Monday, September 3, 2007

Scoring A Bar

a'drink and I spent some time musing how we rate the places that we visit. We have come up with the following thoughts on judging bars:

Scoring is holistic
The snootiest Beacon Hill bar can be compared against the dingiest South End saloon. There's no scaling or handicap involved, instead we rely on our inferred "intent". If a bar is going for a dive aesthetic, then there had better be $2 PBR's on tap in 24 ounce plastic cups, a bartender who moonlights as an enforcer, and a bathroom with no mirror (or a shattered one). On the other hand, a high-end bar should have a wide and interesting selection of liquor, a bartender who specializes in some obscure set of drinks, and a bathroom with warmed handtowels. A good pub knows its audience and acts accordingly when it comes to decor/ambiance, service, and selection.

We judge a bar based on its lighting, seating, the art, whatever strikes us when we look around the room. Not sure whether clientele is considered part of the decor or not, but we will work that out as we go. The fewer ratings the better, right?

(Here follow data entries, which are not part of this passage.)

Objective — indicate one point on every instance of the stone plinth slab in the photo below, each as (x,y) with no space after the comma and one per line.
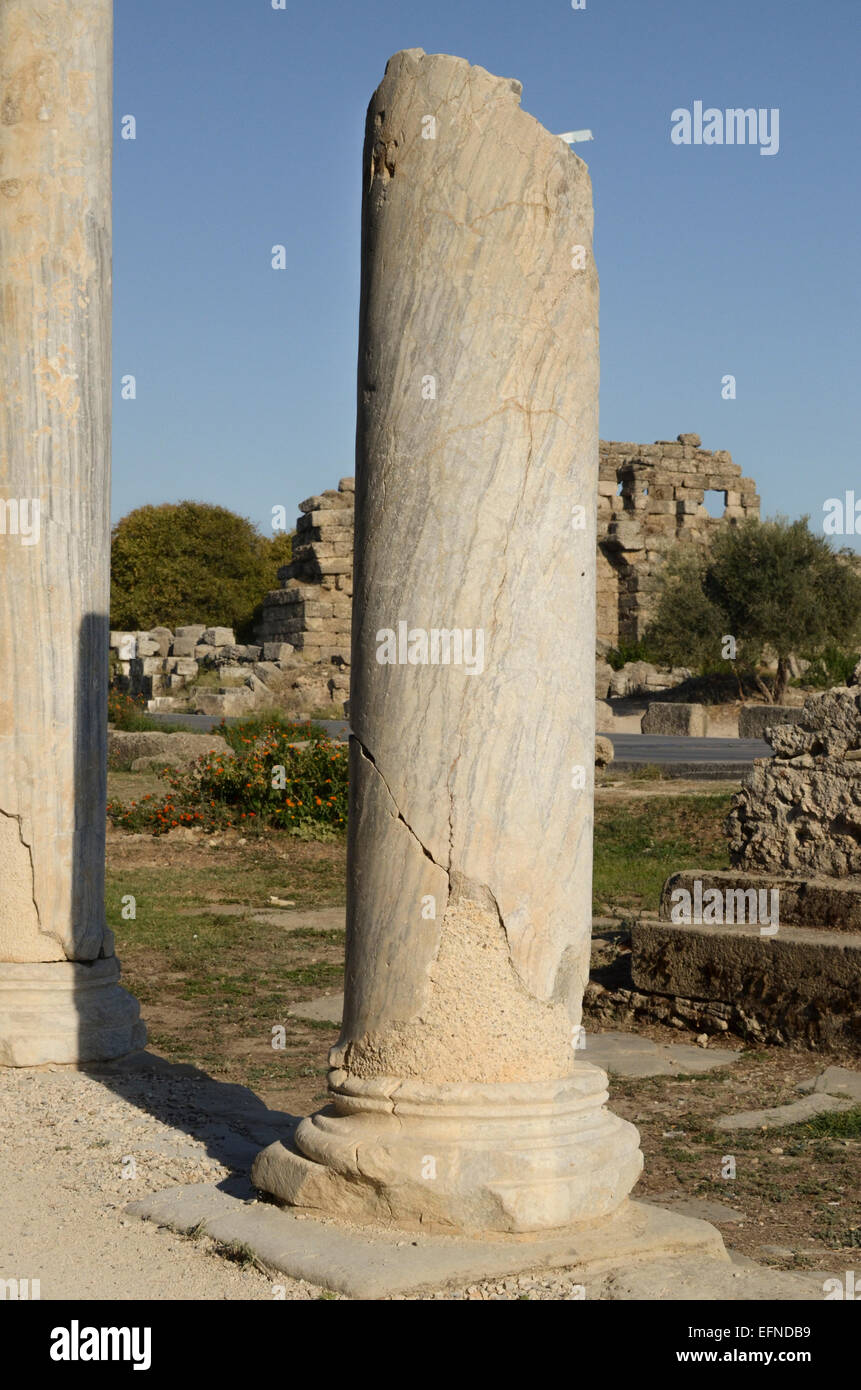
(377,1264)
(799,984)
(64,1011)
(819,902)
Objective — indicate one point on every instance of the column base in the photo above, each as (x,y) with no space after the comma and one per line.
(66,1011)
(469,1157)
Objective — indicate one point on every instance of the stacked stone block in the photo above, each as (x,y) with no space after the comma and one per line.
(650,499)
(312,610)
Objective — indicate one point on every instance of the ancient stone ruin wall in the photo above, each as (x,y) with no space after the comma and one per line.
(800,811)
(312,610)
(651,498)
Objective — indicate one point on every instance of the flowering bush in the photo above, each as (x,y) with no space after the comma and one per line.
(127,712)
(267,781)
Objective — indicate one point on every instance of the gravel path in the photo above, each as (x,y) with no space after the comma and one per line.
(63,1144)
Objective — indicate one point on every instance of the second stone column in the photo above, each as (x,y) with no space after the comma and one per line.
(459,1091)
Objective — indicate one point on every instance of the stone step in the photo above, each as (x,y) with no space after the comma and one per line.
(799,984)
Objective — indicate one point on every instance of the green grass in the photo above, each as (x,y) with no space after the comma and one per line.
(641,843)
(835,1125)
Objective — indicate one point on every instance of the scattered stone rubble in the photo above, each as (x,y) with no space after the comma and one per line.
(794,831)
(169,669)
(800,811)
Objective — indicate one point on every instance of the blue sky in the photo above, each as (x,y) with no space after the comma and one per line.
(712,259)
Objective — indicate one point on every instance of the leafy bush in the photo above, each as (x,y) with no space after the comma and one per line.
(772,585)
(833,666)
(128,713)
(639,651)
(264,783)
(191,562)
(266,723)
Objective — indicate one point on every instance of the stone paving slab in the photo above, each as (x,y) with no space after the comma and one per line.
(711,1282)
(370,1262)
(778,1115)
(835,1080)
(629,1054)
(326,1008)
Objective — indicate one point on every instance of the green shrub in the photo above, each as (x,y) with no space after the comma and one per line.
(833,666)
(264,783)
(637,651)
(264,723)
(191,562)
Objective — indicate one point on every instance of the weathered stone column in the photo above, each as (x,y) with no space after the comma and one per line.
(59,993)
(459,1094)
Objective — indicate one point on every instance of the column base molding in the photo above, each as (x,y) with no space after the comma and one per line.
(66,1011)
(470,1157)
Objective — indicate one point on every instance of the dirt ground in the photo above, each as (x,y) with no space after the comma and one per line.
(214,977)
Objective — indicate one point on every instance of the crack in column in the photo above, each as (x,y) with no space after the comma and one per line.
(401,816)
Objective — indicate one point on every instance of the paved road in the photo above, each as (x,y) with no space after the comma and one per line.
(629,748)
(660,748)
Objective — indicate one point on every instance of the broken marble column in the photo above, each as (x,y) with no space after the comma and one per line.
(59,993)
(459,1093)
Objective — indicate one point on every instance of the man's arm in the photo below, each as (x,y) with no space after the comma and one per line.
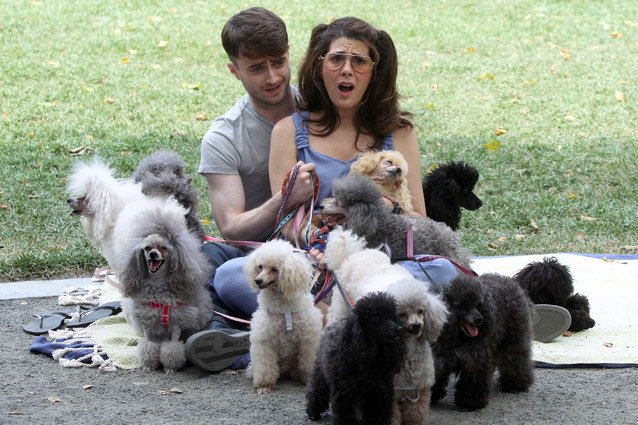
(227,199)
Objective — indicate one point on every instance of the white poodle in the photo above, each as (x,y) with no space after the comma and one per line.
(101,198)
(286,327)
(358,269)
(422,316)
(162,272)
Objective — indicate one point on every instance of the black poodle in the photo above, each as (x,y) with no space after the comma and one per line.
(357,359)
(162,174)
(361,204)
(550,282)
(449,188)
(489,327)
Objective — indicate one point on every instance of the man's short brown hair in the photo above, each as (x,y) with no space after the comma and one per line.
(253,33)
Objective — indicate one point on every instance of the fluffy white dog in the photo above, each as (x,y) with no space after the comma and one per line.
(162,273)
(286,327)
(422,316)
(359,270)
(99,199)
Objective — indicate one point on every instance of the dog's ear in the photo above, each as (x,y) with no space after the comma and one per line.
(295,272)
(435,317)
(250,269)
(134,270)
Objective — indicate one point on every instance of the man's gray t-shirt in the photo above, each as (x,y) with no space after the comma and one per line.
(238,143)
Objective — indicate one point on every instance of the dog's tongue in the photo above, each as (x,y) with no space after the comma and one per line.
(471,329)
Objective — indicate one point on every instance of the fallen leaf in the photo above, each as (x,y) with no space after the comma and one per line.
(494,145)
(620,96)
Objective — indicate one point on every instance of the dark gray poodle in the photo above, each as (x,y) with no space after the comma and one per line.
(357,359)
(449,188)
(360,201)
(489,328)
(162,174)
(162,273)
(550,282)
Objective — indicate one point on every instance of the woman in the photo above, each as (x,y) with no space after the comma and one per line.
(349,104)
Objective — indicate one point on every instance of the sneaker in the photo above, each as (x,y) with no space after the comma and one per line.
(549,321)
(214,351)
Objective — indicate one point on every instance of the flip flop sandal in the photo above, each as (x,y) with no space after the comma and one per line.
(100,312)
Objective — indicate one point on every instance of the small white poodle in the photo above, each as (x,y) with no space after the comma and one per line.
(286,327)
(99,201)
(422,316)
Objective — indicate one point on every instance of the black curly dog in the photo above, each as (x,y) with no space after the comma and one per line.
(357,359)
(449,188)
(489,328)
(550,282)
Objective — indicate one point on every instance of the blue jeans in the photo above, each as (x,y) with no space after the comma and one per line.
(235,295)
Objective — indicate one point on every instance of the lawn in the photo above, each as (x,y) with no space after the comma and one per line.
(540,96)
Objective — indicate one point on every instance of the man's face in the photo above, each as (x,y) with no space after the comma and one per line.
(266,79)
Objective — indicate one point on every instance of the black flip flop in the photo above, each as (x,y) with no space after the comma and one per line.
(49,321)
(100,312)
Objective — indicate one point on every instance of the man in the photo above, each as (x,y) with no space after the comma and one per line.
(234,160)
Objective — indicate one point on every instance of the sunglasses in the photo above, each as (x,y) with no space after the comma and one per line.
(359,63)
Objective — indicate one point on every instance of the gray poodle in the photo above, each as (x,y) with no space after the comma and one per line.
(162,174)
(489,328)
(162,273)
(360,203)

Hosts, bartenders, and wait staff all go under the microscope. The basics of service are a must -- take our order, get things to us in a timely manner, check in on us, blah, blah blah. If a pub can't do the basic service, they're unlikely to excel. Beyond the basics, attitude is important. We're in this to have fun, just like most other people at the bar. A fun bartender can make the crappiest bar into a great place, so we rate accordingly. Lastly, bartenders get extra scrutiny for their drink knowledge. A bartender should know:
  • What they have and what they don't.
  • What garnishes (olives, twists, cherries, etc.) go with which drinks.
  • How to make all the drinks in their competency.
  • What tastes like what. Beer, mixed drinks, whatever.

Lastly, bars can be rated based on what they can serve. Selection comes in the form of wine lists, draft beers, bottled beers, liquor selection, and drinks that can be mixed. We are working out some models of what is the minimal acceptable beer selection, but probably you need something like Sam Adams, Bass, a wheat, a brown, an IPA, a Pilsner, and a cheapo beer on tap to make it as a reasonable bar in Boston. Having specialty beers on tap or in a model is cool. It's also cool to have an interesting bourbon or rye, a high-end tequila that can't be bought in the US, in addition to the basics for mixing drinks or serving something straight up.

In addition to the hard ingredients, does the bartender have good mixers? Can they make fizz drinks that include raw egg? A bar can definitely win points by putting together an interesting drink menu that includes things that I would never think to mix myself.

This is not an exhaustive set of criteria, but it's our starting place for figuring out how we will measure the pubs that we visit. Our thought was that each deserves an overall rating plus a rating on each of these three areas. For simplicity, we will probably go from a low of 1 to a high of 5 on our rating scale, but we're open to suggestions.